Lectura: “Se oyó una voz que decía desde la nube: «Este es mi Hijo muy querido, en quien tengo puesta mi predilección: escúchenlo». Al oír esto, los discípulos cayeron con el rostro en tierra, llenos de temor. Jesús se acercó a ellos, y tocándolos, les dijo: «Levántense, no tengan miedo»” (Mt 17, 5-7).
Meditación:
Jesús tiene siempre necesidad de comunión con el Padre; en forma constante eleva la mirada al cielo y suspira. Ahora, sube a la montaña y se transfigura, se deja ver “tímidamente” en su esplendor como Dios, su rostro brilla y sus vestiduras resplandecen… Sus discípulos quedan extasiados con lo que ven… pero quedan más sorprendidos con lo que escuchan y sienten.
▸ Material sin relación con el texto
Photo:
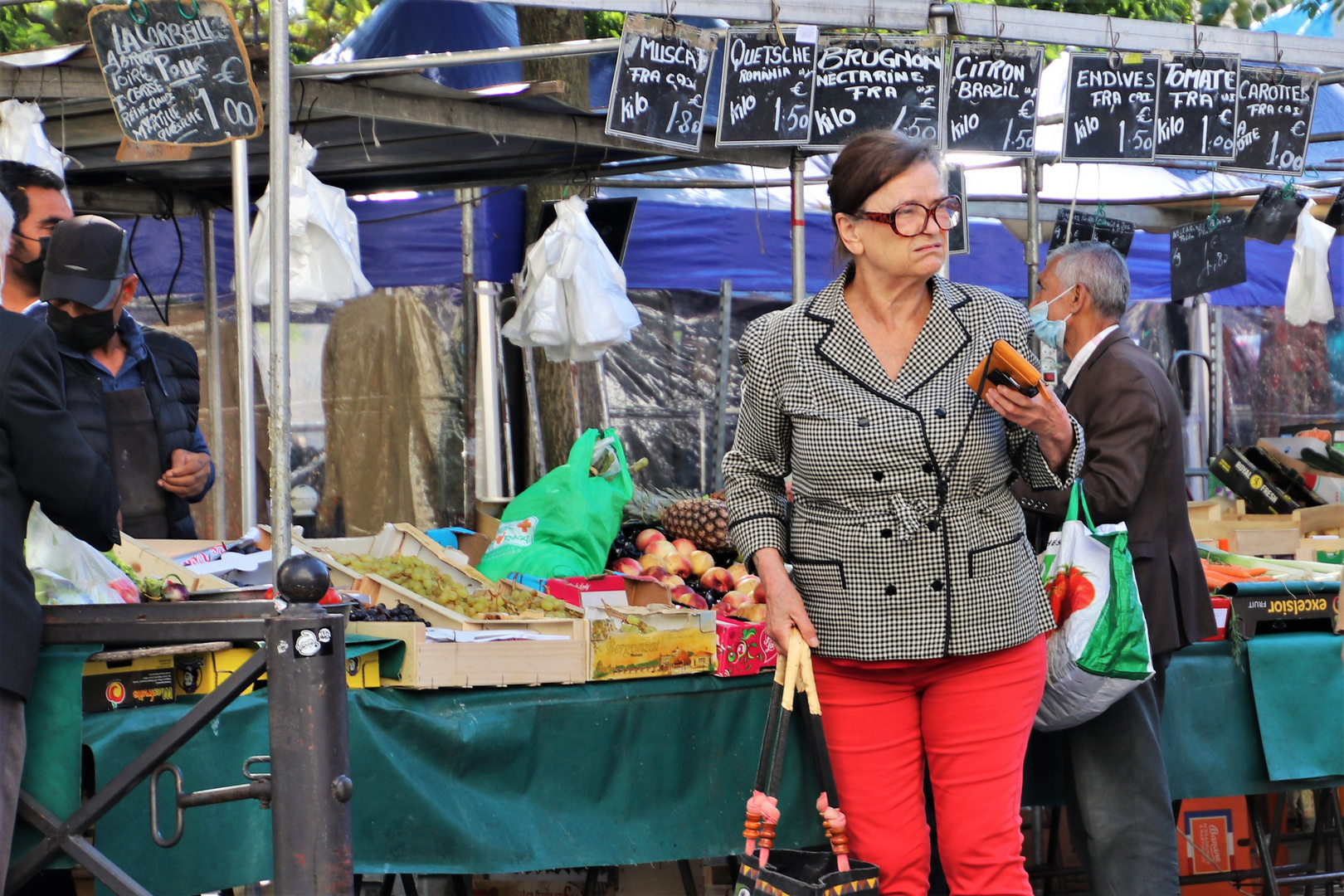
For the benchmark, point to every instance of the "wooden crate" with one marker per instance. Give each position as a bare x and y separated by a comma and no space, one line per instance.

Escuchan la voz del Padre, que expresa su amor al Hijo amado… También nos lo dice a nosotros, pues somos hijos en el Hijo. De esta forma nos reafirma como personas: “somos amados”. Necesitamos caer en adoración, pues no hay palabras para agradecer este regalo.
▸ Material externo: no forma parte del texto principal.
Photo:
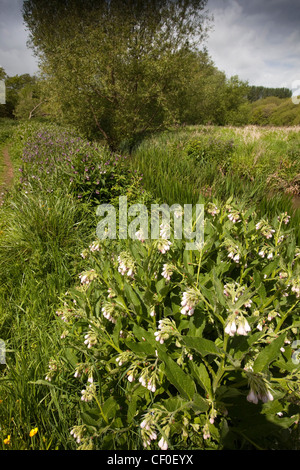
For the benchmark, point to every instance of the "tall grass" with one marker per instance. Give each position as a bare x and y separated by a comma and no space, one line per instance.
263,168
En la oración, nos sentimos movidos a la unidad por el Espíritu Santo (simbolizado en la nube). El Padre nos hace la petición: “escuchadlo”. Jesús es la Palabra que nos da vida, por esto: hacemos silencio y guardamos en el corazón lo que nos dice.
Oración: Señor, enséñame a escuchar tu voz y a guardarla en el corazón.
Contemplación:
Hay veces que no voy a tu encuentro en la oración y no vivencio tu amor.
«Yo siempre te espero… quiero que te sientas amado».
Educa mi corazón para que experimente tu amor.
Acción: Buscar tiempos de oración personal.
Hno. Javier Lázaro sc.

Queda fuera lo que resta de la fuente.